Jul. 16th, 2009

hkellick: (Glowing Friend)
I was posting in my facebook about K being pregnant. A friend of mine from CC responded. We started talking back and forth and one thing led to another and he basically invited me back to the CC Chat. And I couldn't come up with any particular reason I should say no. I miss my friends from CC and while a couple of them have come over here to stalk me, by and large.. I just don't hear from them.

So I logged back on.

And it all rushed back. The good, the bad and the ugly. And I remembered.. that this time I didn't need to get involved in the bad part of the site.

I think, looking back and reading through some of the final posts.. I was just in a bad place, mentally and.. with the mod thing. I know, back then, work was really frustrating, I was still recovering from Gall Bladder, and .. I just couldn't handle the typical garbage that was part of the job.

But I didn't think I could quit. I was "NEEDED". Igor and Erik NEEDED me to fill the role and there really wasn't anyone else who could do what I was doing. Others needed me too.
And if that sounds a bit self-centered and a little bit crazy.. I agree with you from here.

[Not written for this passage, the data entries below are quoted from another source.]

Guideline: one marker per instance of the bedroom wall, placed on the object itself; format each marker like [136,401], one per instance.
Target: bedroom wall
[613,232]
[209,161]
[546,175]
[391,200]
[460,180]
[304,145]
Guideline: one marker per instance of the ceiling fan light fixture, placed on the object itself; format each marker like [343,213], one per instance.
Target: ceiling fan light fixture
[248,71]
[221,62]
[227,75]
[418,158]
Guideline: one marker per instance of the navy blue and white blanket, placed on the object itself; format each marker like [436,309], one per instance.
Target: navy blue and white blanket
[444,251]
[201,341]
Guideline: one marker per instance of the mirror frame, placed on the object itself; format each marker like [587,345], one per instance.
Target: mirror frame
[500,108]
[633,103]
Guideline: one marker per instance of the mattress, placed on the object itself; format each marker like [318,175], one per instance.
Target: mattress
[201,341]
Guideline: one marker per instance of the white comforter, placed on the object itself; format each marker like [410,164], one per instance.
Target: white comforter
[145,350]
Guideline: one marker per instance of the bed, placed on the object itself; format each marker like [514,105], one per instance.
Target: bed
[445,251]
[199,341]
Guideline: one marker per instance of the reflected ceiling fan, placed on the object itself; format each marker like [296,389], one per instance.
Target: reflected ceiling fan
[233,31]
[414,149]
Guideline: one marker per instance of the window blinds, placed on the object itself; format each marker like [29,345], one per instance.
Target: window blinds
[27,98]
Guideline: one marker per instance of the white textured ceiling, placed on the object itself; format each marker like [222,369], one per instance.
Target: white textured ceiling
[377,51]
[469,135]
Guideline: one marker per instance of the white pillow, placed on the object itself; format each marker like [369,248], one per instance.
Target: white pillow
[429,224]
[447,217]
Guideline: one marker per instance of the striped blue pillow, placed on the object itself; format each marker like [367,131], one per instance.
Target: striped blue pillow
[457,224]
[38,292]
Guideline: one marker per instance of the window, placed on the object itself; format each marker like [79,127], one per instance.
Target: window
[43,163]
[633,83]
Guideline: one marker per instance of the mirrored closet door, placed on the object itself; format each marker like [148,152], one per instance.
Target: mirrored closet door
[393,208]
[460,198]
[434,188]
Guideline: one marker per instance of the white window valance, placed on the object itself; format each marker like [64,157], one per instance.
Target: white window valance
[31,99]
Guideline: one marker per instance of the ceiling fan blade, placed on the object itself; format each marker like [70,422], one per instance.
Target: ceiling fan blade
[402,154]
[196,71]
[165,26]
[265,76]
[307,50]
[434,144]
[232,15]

So I went off the deep end. I got super defensive, a little bit crazy and finally in a flash of drama disappeared.

Which.. actually knowing myself... even knowing I was trying NOT to be dramatic... isn't much of a surprise.

Logging back in today, I swore to myself I was done with modding. And that I was going to try to avoid the posts I know to avoid (like the one today about Creationism vs. Evolution. I KNOW that that post is going to devolve into another Religious Debate because I know the Character of the Site.)

And it was good. I had a good time kicking it around with my friends in Chat and, yes, it's nice to be missed and appreciated.